5. Not Reviewing Medicare Coverage Options
A study finds that more than 57% of Medicare beneficiaries don’t review their options. Yet you have the open enrollment periods to change or switch plans if you wish. Please note that the plans often change from year to year.
Differences in benefits, formulas, premium payments, copayments, and deductibles may exist. This could expose you to extra costs you can avoid by reviewing available options.
The changes can also affect the level of service that healthcare professionals provide. Your doctor may, for example, opt out of the Medicare-approved network of health care providers.
The existing plan may also not cover some of the medications. You could find yourself without the necessary coverage when you need it the most.
We reiterate our earlier point of talking to the experts if you're unsure about the plans. They're also in the best position to advise you on the best covers depending on your needs.
You may also want to avoid signing up for automatic renewals. That way, you can keep up with checking if there are any modifications to the plan you are under.
To get the most out of Medicare, understand what the health insurance program covers.
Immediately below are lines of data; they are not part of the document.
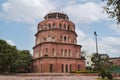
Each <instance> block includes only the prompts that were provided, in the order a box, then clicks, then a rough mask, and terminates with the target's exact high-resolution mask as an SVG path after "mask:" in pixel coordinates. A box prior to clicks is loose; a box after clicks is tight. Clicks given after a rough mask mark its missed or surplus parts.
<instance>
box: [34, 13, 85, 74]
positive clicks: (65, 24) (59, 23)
mask: <svg viewBox="0 0 120 80" xmlns="http://www.w3.org/2000/svg"><path fill="white" fill-rule="evenodd" d="M35 37H36V41H35V46H34V47H33V50H34V53H33V70H34V72H41V73H42V72H58V73H67V72H71V71H78V70H84V69H85V60H84V59H83V58H81V45H77V40H76V38H77V34H76V32H75V25H74V23H72V22H71V21H70V20H69V17H68V16H67V15H66V14H64V13H62V12H51V13H48V14H47V15H46V16H45V17H44V20H43V21H41V22H40V23H39V24H38V28H37V33H36V34H35Z"/></svg>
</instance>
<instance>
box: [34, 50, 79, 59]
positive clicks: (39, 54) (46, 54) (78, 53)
mask: <svg viewBox="0 0 120 80" xmlns="http://www.w3.org/2000/svg"><path fill="white" fill-rule="evenodd" d="M56 51H57V50H56V49H55V48H52V49H48V48H45V49H41V50H40V52H39V51H36V53H35V58H39V57H43V56H49V57H76V58H80V53H79V51H78V50H76V52H75V53H74V54H73V51H72V50H70V49H69V50H68V49H61V51H60V54H57V53H56Z"/></svg>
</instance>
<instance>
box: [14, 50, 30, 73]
mask: <svg viewBox="0 0 120 80" xmlns="http://www.w3.org/2000/svg"><path fill="white" fill-rule="evenodd" d="M31 61H32V56H31V54H30V52H29V51H28V50H19V51H18V56H17V59H16V60H15V63H13V66H14V67H15V69H16V72H17V71H18V69H19V68H23V69H25V71H27V69H28V67H30V66H31Z"/></svg>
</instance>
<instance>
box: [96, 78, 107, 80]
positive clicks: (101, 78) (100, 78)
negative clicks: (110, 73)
mask: <svg viewBox="0 0 120 80" xmlns="http://www.w3.org/2000/svg"><path fill="white" fill-rule="evenodd" d="M96 80H109V79H107V78H104V79H102V78H97V79H96Z"/></svg>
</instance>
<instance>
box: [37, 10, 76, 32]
mask: <svg viewBox="0 0 120 80" xmlns="http://www.w3.org/2000/svg"><path fill="white" fill-rule="evenodd" d="M48 29H64V30H71V31H75V25H74V24H73V23H72V22H71V21H69V18H68V16H67V15H66V14H64V13H60V12H53V13H48V14H47V15H46V16H45V17H44V20H43V21H42V22H40V23H39V24H38V31H41V30H48Z"/></svg>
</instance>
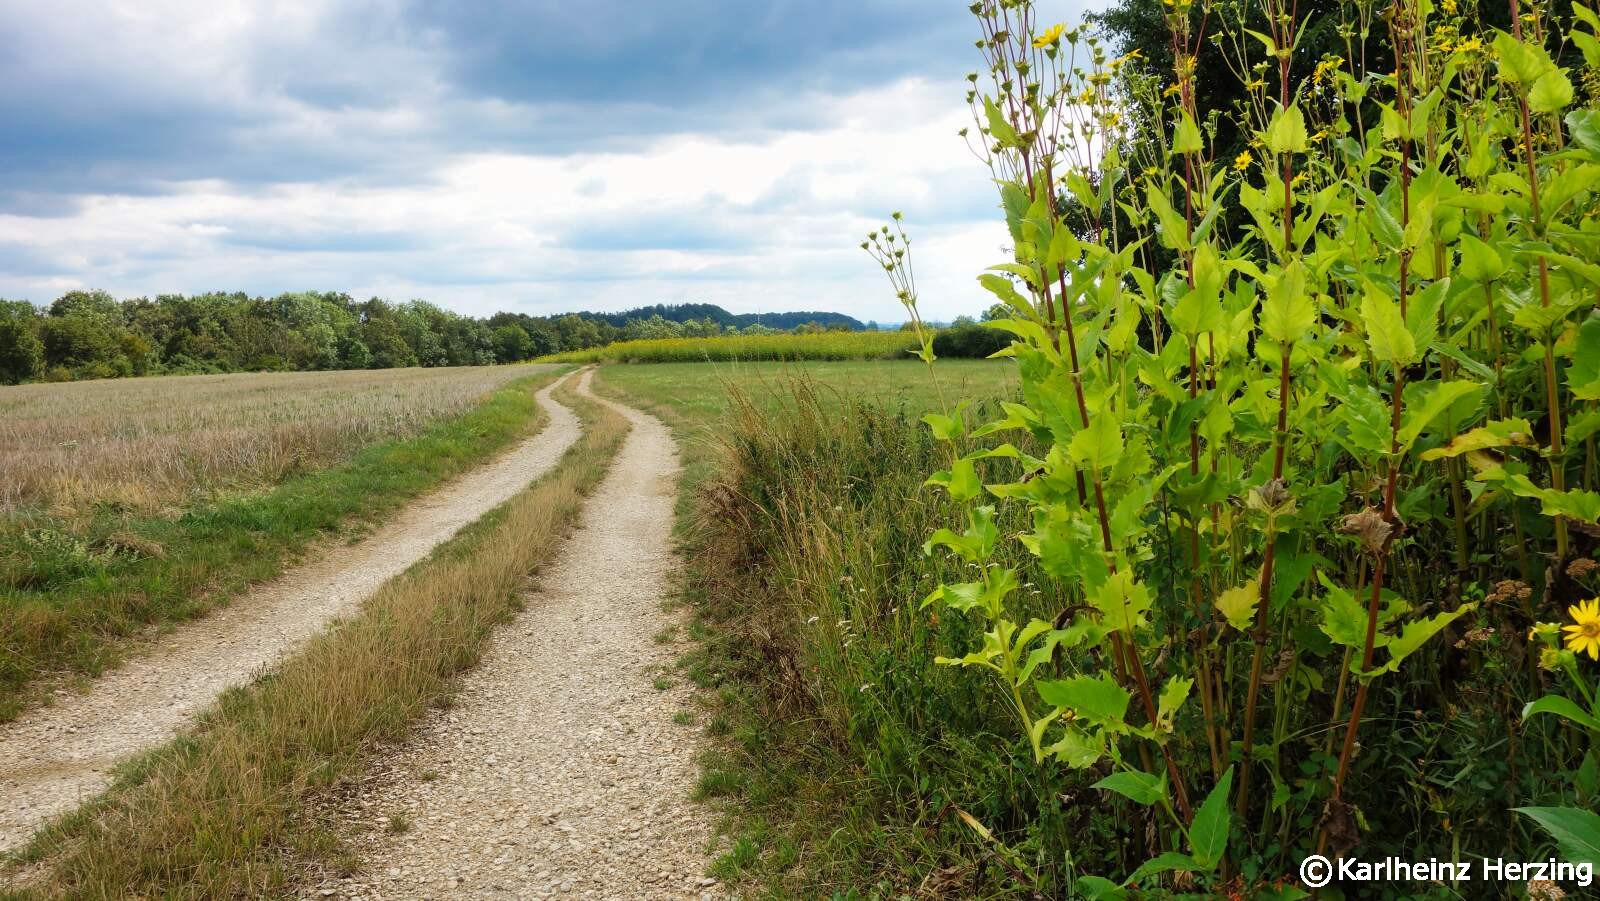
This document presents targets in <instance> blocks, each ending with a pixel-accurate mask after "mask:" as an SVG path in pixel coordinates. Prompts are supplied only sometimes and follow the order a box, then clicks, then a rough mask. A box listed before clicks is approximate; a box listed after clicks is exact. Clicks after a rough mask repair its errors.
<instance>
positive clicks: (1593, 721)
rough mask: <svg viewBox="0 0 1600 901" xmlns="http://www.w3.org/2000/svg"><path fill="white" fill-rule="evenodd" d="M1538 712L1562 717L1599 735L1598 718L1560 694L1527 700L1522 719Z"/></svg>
mask: <svg viewBox="0 0 1600 901" xmlns="http://www.w3.org/2000/svg"><path fill="white" fill-rule="evenodd" d="M1538 714H1550V715H1555V717H1562V719H1565V720H1571V722H1574V723H1578V725H1581V727H1584V728H1586V730H1589V731H1594V733H1597V735H1600V720H1597V719H1595V717H1594V715H1592V714H1589V712H1587V711H1584V709H1582V707H1579V706H1578V704H1574V703H1573V701H1571V699H1568V698H1562V696H1560V695H1546V696H1544V698H1539V699H1538V701H1528V704H1526V706H1525V707H1523V709H1522V719H1525V720H1526V719H1528V717H1533V715H1538Z"/></svg>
Do you know all there is to know about Medicare Original, Medicare Advantage and Medigap?
Also, find out what payments you are liable for. Familiarize yourself with terms like copayments, coinsurance, deductibles, and premiums.
It may seem overwhelming to have to educate yourself on all this. But there are tons of resources, both offline and online, that you can use. Also, seek more clarification from the Medicare agents to know what you are signing up for.